The other option is to use Bluetooth devices, as the Pi 4 comes capable with built-in Bluetooth support. However, you must act responsibly in this case; as my encounter has been that some of the latest Bluetooth 4.x mice will not-pair with the Raspberry Pi 4. (or 3). I’ve attempted to pair a Logitech M720, MX Anywhere 2S, MX Vertical and MX Ergo trackball with a Raspberry Pi. None of them work. On the other hand, all of the older mice and keyboards I tested, including the Logitech M590 mouse and K380 keyboard, as well as a Kensington Wireless Trackball, paired flawlessly.

Finally, it will be required to use at least one display.  Even though the Raspberry Pi 4 has two micro-HDMI ports, using two displays is completely optional because using just one is just as functional.
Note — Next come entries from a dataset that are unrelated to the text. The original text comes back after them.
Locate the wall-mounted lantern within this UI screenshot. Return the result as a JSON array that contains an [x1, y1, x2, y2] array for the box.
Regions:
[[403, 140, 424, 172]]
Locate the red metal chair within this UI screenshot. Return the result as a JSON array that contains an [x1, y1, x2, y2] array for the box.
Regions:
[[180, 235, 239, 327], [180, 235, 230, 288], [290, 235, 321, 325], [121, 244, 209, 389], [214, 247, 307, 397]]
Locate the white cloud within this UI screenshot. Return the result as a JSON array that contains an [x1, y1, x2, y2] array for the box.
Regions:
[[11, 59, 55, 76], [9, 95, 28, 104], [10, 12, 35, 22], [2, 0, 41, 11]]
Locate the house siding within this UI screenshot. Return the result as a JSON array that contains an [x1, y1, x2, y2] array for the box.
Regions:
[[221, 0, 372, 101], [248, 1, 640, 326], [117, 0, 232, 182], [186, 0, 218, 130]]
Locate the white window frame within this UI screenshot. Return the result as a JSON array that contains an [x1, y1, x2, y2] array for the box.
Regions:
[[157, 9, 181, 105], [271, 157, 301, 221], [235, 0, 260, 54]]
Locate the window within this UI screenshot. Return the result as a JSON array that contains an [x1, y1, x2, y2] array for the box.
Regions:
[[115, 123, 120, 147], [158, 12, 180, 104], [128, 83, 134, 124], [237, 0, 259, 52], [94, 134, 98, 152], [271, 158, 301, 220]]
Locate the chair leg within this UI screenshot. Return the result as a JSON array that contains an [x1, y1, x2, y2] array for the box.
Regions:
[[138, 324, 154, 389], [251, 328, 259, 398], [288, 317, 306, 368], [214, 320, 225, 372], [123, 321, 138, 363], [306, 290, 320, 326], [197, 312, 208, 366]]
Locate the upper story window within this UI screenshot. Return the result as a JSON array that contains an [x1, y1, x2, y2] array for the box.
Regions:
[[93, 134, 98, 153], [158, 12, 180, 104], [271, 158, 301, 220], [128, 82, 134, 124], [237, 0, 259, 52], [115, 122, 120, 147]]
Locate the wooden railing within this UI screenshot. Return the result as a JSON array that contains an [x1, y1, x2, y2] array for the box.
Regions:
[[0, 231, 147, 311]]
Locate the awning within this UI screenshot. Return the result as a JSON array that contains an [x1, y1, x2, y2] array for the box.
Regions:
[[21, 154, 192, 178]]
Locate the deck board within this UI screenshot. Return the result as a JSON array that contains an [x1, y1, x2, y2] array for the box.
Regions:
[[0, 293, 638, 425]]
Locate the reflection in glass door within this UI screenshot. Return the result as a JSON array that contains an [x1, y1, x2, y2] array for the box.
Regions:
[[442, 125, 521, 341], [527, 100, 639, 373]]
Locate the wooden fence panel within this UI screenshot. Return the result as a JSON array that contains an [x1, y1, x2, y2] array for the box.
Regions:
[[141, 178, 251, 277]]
The critical point to remember is that the Pi 4’s connections are micro-HDMI, not full/mini-HDMI, as the Pi zeroes are. If you do not already own a micro-to-full-size HDMI cable, you should consider purchasing one. While there are numerous adapter plugs and cables readily available, their use may cause reliability issues and lead to a shortage of working connections. I’ve tested up to two 1920×1080 displays with no issues.

Can Raspberry Pi 4 replace Desktop PCs?

What is the conclusion here? Is the Raspberry Pi 4 a suitable option for a desktop computer? Yes, the performance is sufficient, the configuration is flexible, and the price is certainly reasonable. Indeed, I used one throughout the writing of this post, including; text editing, Internet searches, image editing, and, of course, the various peripheral and connectivity tests. And the 2GB and 4GB models performed admirably. I would highly recommend using 2/4GB of Raspberry Pi for office work. However, I would avoid the 1GB model because it is far too easy to run out of memory.

A Desktop PC
A Desktop PC

We must know that working from home is not a new concept and has existed for some time. It had already emerged even before to the pandemic. Numerous businesses and organizations had already implemented WFH prior to the outbreak of COVID-19, allowing their employees greater flexibility. WFH is not out of the ordinary. Almost everything can be done and managed from home in certain industries, including meetings, daily tasks, scrums, and follow-ups.